Inside, they are worried. They explain that ” the heart of our problem is the lack of closure of our systems “. Due to the openness of Facebook’s internal systems, the circulation of data available to the network, including users’ personal data, circulates freely everywhere.

With this culture of openness, it is impossible to follow in their footsteps. This difficulty poses a real compliance problem for Facebook, “ therefore, we cannot confidently make policy changes or make external commitments such as ‘we will not use X data for Y purpose’. And yet, this is exactly what regulators expect of us. This increases our risk of errors and misrepresentations “.

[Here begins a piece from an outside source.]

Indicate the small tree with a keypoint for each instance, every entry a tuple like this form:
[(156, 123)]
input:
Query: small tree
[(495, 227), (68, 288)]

In Europe, the GDPR imposes precisely what Facebook engineers consider themselves unable to do. According to Article 5 of the Regulation, personal data must be ” imported for defined, explicit and legitimate purposes, and not be authorized in a manner incompatible with those purposes “. The “principles relating to the processing of personal data”, Facebook appears unable to apply them.

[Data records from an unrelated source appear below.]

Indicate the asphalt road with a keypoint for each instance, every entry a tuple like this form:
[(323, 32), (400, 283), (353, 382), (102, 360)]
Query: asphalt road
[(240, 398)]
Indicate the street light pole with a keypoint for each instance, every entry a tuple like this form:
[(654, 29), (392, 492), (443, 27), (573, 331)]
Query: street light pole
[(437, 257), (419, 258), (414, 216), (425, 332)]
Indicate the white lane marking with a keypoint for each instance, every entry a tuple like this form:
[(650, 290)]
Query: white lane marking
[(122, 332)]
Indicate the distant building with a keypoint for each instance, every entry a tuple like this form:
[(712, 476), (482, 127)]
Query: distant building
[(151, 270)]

To change the situation would involve a profound change in the way Facebook operates, a complete culture change. Failure to do so would expose you to prosecution from the European CNIL or even from individuals or associations.

Facebook says there is no compliance issue

A former employee of the company met with Vice that maintaining this situation could be quite cynical of Facebook, ” It gives them an excuse to keep so much data private, simply because at their scale, with their business model and infrastructure design, they can plausibly claim that they don’t know what they have “.

Johnny Ryan, privacy campaigner with the Irish Civil Liberties Council believes that “ This document admits what we have long suspected: that there is a free-for-all of data inside Facebook, and that the company has no control whatsoever over the data it holds “.

Called to react, Facebook explained in essence that the document was taken out of context, “ Considering that this document does not describe our and extensive processes for complying with privacy regulations, it is simply inaccurate to conclude that it demonstrates non-compliance. “. If a CNIL and European justice come to different conclusions, Meta, the parent company of the social network, could risk a fine of 4% of its global turnover.